Certains États, comme l’Afrique du Sud et le Nicaragua, ont déjà mis en demeure un certain nombre d’États de respecter l’ordonnance sous la menace de les citer à leur tour devant la CIJ.

Exemple de comportements étatiques incompatibles avec l’ordonnance :

1) les États qui adoptent des comportements hostiles à l’encontre de l’UNRWA pourraient contrevenir à deux injonctions de la CIJ, à savoir assurer immédiatement l’assistance humanitaire à la population palestinienne et prévenir la destruction et assurer la conservation des éléments de preuve relatifs aux allégations d’actes de génocide, puisque l’UNRWA est non seulement chargée de la principale assistance humanitaire aux palestiniens, mais a aussi permis de récolter et de conserver les principales preuves relatives à de possibles actes génocidaires commis par Israël.

2) les États qui adoptent des politiques visant à déshumaniser systématiquement les Palestiniens ou à les exclure du débat public pourraient être poursuivis pour complicité dans l'incitation au génocide. Ce pourrait être le cas de certaines politiques adoptées au Royaume-Uni, en France, en Allemagne, en Hollande, au Canada ou encore aux États-Unis, pour citer les principaux cas. Ces politiques visent, par exemple, à interdire les manifestations favorables à la population palestinienne et vont, dans certains cas, jusqu’à l’exclusion de subventions publiques, au licenciement, ou à la résiliation de contrats pour toute organisation ou individu exprimant un quelconque soutien à la population palestinienne.

L’ouverture de nouvelles procédures devant la Cour pénale internationale (« CPI ») ou devant des juridictions nationales appliquant ou non la compétence universelle

La CIJ a relevé, dans son ordonnance :

  • la plausibilité d’une situation de génocide et,
  • l’existence d’un risque réel et imminent que des préjudices irréparables soient causés aux droits des Palestiniens à Gaza, et donc
  • le droit des Palestiniens à Gaza à être protégés contre des actes génocidaires,

Ces trois constats ne peuvent donc plus être ignorés par les individus ou organisations impliqués directement ou indirectement dans les actions commises par Israël.

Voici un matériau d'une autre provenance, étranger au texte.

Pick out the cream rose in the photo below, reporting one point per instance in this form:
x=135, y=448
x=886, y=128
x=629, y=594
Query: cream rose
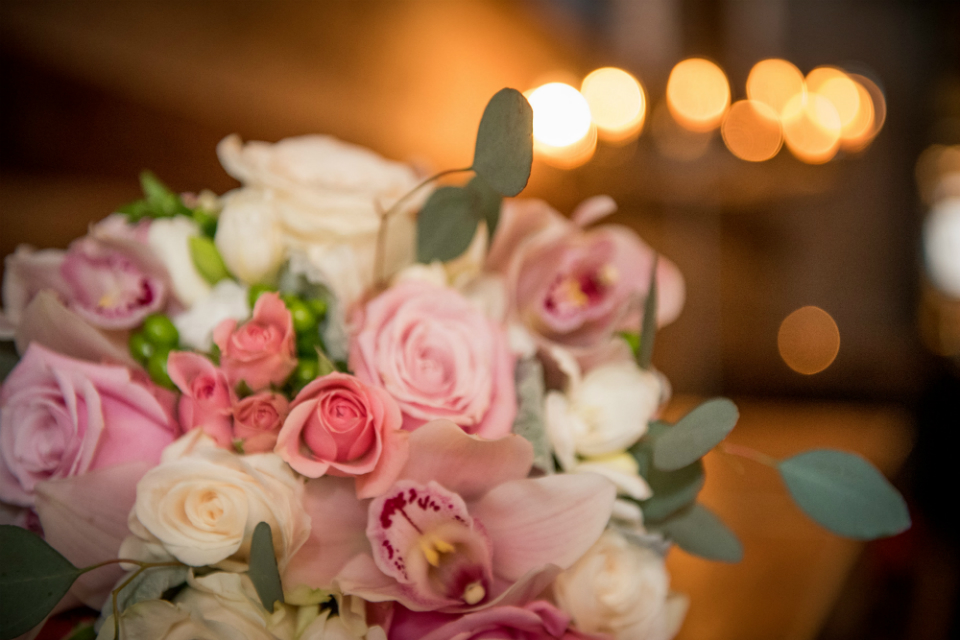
x=201, y=504
x=621, y=589
x=325, y=197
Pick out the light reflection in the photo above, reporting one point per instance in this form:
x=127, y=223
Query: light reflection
x=751, y=131
x=698, y=94
x=617, y=103
x=808, y=340
x=773, y=82
x=811, y=128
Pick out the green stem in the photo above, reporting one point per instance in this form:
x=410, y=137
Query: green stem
x=748, y=453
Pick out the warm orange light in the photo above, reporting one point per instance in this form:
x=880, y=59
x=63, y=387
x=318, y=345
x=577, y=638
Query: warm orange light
x=811, y=128
x=561, y=116
x=773, y=82
x=698, y=94
x=751, y=131
x=808, y=340
x=617, y=103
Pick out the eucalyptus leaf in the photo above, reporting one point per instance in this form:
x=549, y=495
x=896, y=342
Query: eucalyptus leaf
x=695, y=434
x=845, y=494
x=445, y=225
x=33, y=578
x=207, y=259
x=504, y=151
x=263, y=567
x=648, y=327
x=485, y=203
x=698, y=531
x=530, y=423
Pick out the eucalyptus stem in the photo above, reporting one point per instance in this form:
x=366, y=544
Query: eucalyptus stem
x=116, y=592
x=748, y=453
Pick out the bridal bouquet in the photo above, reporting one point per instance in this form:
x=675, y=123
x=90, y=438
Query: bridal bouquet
x=344, y=402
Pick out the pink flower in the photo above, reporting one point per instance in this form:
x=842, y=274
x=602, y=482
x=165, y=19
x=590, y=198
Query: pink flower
x=438, y=356
x=61, y=417
x=262, y=351
x=538, y=620
x=207, y=398
x=341, y=426
x=257, y=421
x=575, y=288
x=462, y=529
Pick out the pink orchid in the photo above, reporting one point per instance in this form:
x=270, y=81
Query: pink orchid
x=207, y=398
x=462, y=529
x=538, y=620
x=574, y=287
x=261, y=351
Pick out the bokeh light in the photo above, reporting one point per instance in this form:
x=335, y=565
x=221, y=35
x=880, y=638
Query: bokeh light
x=617, y=103
x=561, y=115
x=773, y=82
x=698, y=94
x=811, y=128
x=751, y=131
x=563, y=131
x=808, y=340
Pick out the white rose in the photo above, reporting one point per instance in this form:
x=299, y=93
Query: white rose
x=227, y=300
x=170, y=240
x=621, y=589
x=201, y=504
x=249, y=236
x=327, y=196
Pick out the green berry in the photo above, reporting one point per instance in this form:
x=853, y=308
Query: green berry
x=306, y=372
x=157, y=368
x=140, y=348
x=303, y=319
x=308, y=343
x=255, y=292
x=318, y=306
x=158, y=329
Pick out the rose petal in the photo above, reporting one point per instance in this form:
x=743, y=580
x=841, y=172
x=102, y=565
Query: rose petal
x=551, y=520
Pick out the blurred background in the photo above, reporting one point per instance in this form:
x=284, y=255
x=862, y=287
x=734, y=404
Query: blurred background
x=812, y=200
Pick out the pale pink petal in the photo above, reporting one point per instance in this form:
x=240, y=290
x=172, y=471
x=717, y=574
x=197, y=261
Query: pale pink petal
x=465, y=464
x=593, y=209
x=338, y=522
x=85, y=518
x=49, y=323
x=550, y=520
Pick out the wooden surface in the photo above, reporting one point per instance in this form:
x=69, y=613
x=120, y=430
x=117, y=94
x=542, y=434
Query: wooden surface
x=792, y=570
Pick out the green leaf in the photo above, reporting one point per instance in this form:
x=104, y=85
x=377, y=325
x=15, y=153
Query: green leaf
x=530, y=423
x=263, y=567
x=504, y=151
x=845, y=494
x=445, y=225
x=699, y=531
x=206, y=258
x=648, y=328
x=485, y=203
x=33, y=578
x=695, y=434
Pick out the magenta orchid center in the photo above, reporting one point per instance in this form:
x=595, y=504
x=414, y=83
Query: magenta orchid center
x=423, y=537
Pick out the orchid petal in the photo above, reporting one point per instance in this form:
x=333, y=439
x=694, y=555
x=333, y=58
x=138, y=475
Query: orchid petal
x=337, y=532
x=85, y=518
x=551, y=520
x=465, y=464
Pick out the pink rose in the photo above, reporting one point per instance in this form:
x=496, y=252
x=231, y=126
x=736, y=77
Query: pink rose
x=438, y=356
x=262, y=351
x=575, y=288
x=340, y=426
x=61, y=417
x=207, y=398
x=538, y=620
x=257, y=421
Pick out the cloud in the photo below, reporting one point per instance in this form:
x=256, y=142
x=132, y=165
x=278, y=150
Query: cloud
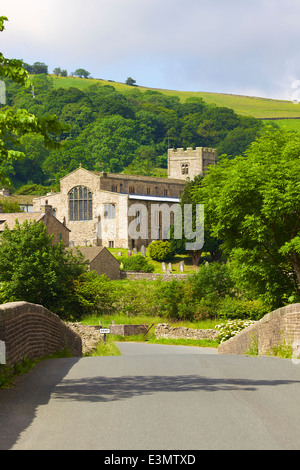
x=208, y=45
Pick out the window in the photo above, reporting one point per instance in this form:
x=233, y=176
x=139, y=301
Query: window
x=109, y=211
x=184, y=168
x=80, y=204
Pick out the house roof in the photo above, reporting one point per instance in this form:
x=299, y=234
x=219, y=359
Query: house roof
x=91, y=252
x=10, y=219
x=23, y=200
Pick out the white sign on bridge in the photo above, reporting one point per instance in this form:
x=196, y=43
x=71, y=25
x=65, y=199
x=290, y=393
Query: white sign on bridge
x=2, y=353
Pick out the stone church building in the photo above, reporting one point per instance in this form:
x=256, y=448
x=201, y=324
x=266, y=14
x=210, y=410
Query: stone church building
x=101, y=208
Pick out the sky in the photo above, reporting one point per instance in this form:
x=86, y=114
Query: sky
x=248, y=47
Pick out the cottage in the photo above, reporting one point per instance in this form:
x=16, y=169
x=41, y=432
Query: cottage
x=101, y=260
x=54, y=227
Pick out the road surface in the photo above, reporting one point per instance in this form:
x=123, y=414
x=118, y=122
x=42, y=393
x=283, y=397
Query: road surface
x=154, y=397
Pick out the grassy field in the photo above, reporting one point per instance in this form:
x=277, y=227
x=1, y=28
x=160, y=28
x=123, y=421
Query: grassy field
x=244, y=105
x=189, y=268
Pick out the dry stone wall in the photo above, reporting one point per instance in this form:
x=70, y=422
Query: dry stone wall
x=163, y=330
x=30, y=330
x=276, y=328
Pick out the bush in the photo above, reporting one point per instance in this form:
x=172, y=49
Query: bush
x=212, y=281
x=160, y=251
x=91, y=295
x=232, y=328
x=232, y=308
x=137, y=263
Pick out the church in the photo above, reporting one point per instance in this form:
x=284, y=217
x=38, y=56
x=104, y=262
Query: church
x=116, y=210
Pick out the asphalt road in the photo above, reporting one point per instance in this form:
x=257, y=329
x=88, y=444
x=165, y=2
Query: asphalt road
x=154, y=397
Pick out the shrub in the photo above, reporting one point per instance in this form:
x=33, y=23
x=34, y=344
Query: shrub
x=232, y=308
x=169, y=298
x=137, y=263
x=212, y=281
x=232, y=328
x=160, y=251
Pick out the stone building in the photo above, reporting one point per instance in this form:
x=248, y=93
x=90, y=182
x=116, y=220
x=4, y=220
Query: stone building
x=25, y=202
x=189, y=163
x=54, y=227
x=101, y=260
x=116, y=210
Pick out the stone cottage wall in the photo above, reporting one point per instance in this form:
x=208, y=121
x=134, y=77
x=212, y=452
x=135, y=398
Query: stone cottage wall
x=30, y=330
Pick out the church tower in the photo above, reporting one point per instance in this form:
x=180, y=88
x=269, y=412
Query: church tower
x=183, y=164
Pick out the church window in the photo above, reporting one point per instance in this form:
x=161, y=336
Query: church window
x=184, y=168
x=109, y=211
x=80, y=204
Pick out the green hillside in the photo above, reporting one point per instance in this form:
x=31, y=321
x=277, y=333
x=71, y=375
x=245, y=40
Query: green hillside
x=244, y=105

Ces individus et organisations pourraient être traduits devant la CPI ou même devant des tribunaux nationaux en application du principe de compétence universelle.

Ils pourraient être jugés non seulement pour complicité d’actes de génocide, mais aussi pour toutes les autres infractions au droit humanitaire international ou même, dans le cadre de la compétence ordinaire des juridictions nationales, pour avoir contrevenu aux lois nationales punissant le racisme et autres discriminations.

Par exemple :

1) puisque refuser d’exécuter un ordre illégitime (le « devoir de désobéissance »), est un principe général qui s’applique certainement à tout fonctionnaire pour ces catégories d’infractions graves, tout fonctionnaire impliqué dans l’exportation de biens militaires vers Israël, dans l’incitation au génocide, dans la destruction de preuves ou dans l’arrêt à l'aide humanitaire aux Palestiniens pourrait être traduit en justice pour sa contribution à la mise en œuvre de telles politiques.

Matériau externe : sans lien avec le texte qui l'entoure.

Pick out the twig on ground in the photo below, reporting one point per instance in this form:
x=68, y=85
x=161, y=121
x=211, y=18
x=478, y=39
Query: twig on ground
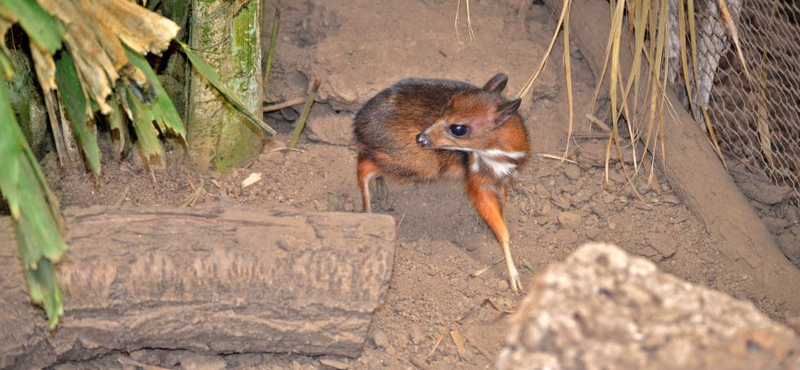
x=286, y=104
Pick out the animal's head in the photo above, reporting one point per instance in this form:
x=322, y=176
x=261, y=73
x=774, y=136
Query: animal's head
x=472, y=119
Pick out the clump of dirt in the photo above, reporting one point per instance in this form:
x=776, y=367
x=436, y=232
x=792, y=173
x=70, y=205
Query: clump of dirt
x=437, y=314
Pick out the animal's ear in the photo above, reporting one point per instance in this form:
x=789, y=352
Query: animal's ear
x=496, y=83
x=505, y=111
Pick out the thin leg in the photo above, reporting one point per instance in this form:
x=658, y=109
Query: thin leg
x=485, y=201
x=367, y=170
x=505, y=198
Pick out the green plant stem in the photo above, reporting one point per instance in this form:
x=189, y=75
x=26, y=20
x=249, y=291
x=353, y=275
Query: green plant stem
x=301, y=122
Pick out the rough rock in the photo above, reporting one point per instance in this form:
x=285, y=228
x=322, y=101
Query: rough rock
x=663, y=243
x=380, y=339
x=601, y=309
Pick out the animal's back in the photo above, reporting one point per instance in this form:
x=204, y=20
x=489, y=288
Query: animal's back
x=386, y=127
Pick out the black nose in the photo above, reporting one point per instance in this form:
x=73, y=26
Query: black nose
x=423, y=140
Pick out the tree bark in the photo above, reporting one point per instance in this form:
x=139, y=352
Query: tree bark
x=208, y=280
x=226, y=33
x=695, y=172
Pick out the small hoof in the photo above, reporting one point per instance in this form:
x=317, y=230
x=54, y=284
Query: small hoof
x=514, y=282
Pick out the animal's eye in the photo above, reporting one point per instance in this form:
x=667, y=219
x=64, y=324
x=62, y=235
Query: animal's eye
x=459, y=130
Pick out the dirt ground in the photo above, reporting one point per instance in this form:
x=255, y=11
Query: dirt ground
x=359, y=47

2) Les hommes politiques, les groupes médiatiques, les médias sociaux, les journalistes, en tant qu'organisation ou à titre individuel, qui incitent au génocide ou à la discrimination contre les Palestiniens, par des campagnes de déshumanisation ou même de bannissement silencieux pourraient être traduits en justice pour une gamme d'infractions allant de la discrimination raciale à la complicité dans l'incitation au génocide.

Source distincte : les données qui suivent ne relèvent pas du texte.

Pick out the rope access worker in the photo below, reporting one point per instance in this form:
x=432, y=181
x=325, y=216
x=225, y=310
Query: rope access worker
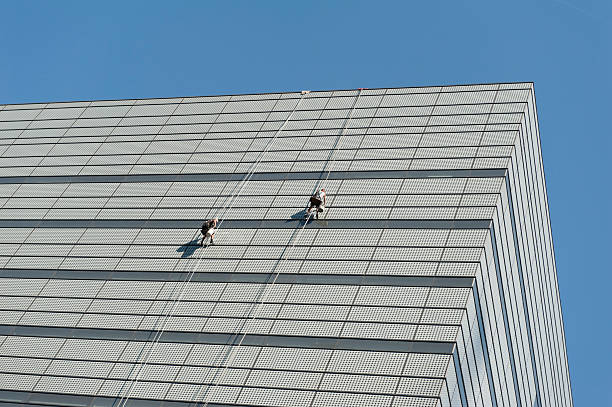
x=318, y=202
x=209, y=228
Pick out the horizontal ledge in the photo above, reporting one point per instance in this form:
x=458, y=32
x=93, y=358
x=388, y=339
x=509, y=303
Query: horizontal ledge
x=284, y=341
x=257, y=176
x=212, y=277
x=249, y=223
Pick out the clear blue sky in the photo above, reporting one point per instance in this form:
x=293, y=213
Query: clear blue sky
x=75, y=50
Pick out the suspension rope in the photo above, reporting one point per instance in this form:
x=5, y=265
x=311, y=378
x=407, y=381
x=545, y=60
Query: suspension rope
x=124, y=399
x=276, y=274
x=265, y=292
x=333, y=152
x=254, y=165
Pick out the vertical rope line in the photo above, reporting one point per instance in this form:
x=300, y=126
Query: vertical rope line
x=295, y=239
x=248, y=176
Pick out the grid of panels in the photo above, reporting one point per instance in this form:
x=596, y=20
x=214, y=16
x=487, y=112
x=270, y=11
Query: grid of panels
x=399, y=288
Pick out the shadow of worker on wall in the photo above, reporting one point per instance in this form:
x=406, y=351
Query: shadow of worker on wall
x=189, y=248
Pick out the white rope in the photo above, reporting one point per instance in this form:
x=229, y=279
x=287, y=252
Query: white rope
x=254, y=165
x=266, y=291
x=124, y=399
x=333, y=152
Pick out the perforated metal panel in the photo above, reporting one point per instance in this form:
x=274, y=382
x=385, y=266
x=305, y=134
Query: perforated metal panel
x=101, y=205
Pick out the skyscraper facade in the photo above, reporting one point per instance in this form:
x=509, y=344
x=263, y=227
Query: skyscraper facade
x=428, y=280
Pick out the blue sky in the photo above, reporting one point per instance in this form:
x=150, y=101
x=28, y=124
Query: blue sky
x=76, y=50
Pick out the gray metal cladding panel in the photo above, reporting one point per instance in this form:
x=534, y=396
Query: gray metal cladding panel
x=100, y=209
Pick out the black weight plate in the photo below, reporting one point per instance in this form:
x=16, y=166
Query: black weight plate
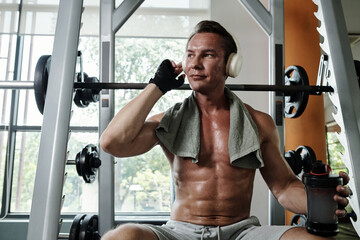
x=295, y=104
x=89, y=228
x=42, y=70
x=308, y=157
x=75, y=227
x=77, y=163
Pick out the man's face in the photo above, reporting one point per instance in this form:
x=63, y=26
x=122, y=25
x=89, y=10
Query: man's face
x=205, y=62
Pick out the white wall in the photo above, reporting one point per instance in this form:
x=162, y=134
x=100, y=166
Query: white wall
x=255, y=49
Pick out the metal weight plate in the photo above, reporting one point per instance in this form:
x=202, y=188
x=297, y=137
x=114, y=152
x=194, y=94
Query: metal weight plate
x=75, y=227
x=89, y=229
x=295, y=103
x=308, y=157
x=42, y=71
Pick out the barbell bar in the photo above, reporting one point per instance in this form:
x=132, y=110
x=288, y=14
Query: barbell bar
x=287, y=90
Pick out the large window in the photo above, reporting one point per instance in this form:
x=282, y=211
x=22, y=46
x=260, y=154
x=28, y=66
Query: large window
x=157, y=30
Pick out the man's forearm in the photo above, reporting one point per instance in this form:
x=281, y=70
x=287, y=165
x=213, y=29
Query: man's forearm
x=128, y=122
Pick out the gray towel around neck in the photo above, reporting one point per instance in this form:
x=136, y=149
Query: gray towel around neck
x=179, y=132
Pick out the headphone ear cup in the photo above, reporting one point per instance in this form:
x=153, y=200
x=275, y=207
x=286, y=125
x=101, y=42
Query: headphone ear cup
x=234, y=64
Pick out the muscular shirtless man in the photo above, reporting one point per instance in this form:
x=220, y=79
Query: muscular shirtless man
x=213, y=197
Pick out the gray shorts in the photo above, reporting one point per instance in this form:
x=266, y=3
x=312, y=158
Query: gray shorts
x=246, y=229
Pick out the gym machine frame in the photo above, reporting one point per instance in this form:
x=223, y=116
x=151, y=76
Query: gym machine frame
x=272, y=22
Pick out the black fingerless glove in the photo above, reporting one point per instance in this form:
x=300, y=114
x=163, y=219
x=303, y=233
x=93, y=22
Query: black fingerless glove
x=165, y=77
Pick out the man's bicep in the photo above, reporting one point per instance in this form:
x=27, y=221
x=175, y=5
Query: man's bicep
x=144, y=141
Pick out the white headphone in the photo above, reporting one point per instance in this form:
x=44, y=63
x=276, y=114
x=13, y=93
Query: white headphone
x=234, y=62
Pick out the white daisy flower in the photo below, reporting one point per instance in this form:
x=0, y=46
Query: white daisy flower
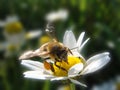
x=76, y=66
x=61, y=14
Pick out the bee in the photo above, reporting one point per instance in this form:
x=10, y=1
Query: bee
x=53, y=50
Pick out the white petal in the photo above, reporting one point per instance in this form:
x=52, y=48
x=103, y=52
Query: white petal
x=33, y=34
x=37, y=75
x=77, y=82
x=74, y=70
x=33, y=65
x=59, y=78
x=69, y=39
x=80, y=39
x=27, y=54
x=96, y=62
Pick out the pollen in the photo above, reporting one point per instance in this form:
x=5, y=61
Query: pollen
x=61, y=68
x=13, y=28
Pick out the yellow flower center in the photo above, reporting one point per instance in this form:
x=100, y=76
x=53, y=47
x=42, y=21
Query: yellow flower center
x=61, y=68
x=13, y=28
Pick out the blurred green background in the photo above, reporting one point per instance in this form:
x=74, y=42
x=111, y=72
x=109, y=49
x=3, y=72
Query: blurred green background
x=100, y=19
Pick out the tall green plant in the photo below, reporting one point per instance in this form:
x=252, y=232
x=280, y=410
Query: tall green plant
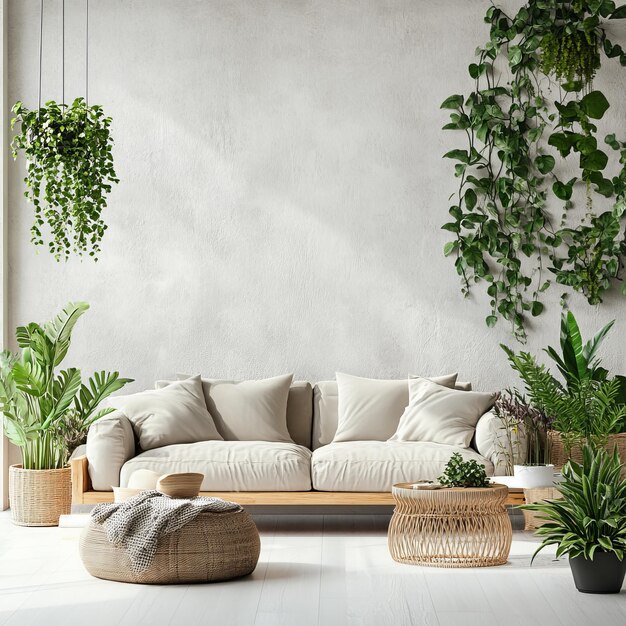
x=585, y=413
x=509, y=168
x=591, y=516
x=70, y=172
x=579, y=361
x=39, y=404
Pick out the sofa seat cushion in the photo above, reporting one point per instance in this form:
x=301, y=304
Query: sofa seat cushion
x=231, y=465
x=378, y=465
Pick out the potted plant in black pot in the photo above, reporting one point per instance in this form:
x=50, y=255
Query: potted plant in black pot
x=589, y=523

3) les individus commettant à l’étranger des infractions allant de la discrimination raciale à la commission d’actes génocidaires et qui posséderaient une ou plusieurs autres nationalités, pourraient être traduits en justice non seulement dans leur propre pays, mais aussi devant les juridictions des autres pays dont ils possèdent également la nationalité. On peut penser aux milliers de soldats et de fonctionnaires israéliens qui sont également citoyens de différents pays européens dont les juridictions pourraient lancer rapidement des mandats d'arrêt internationaux afin de les juger. Le même principe s’applique aussi aux Palestiniens qui seraient ressortissants de pays européens.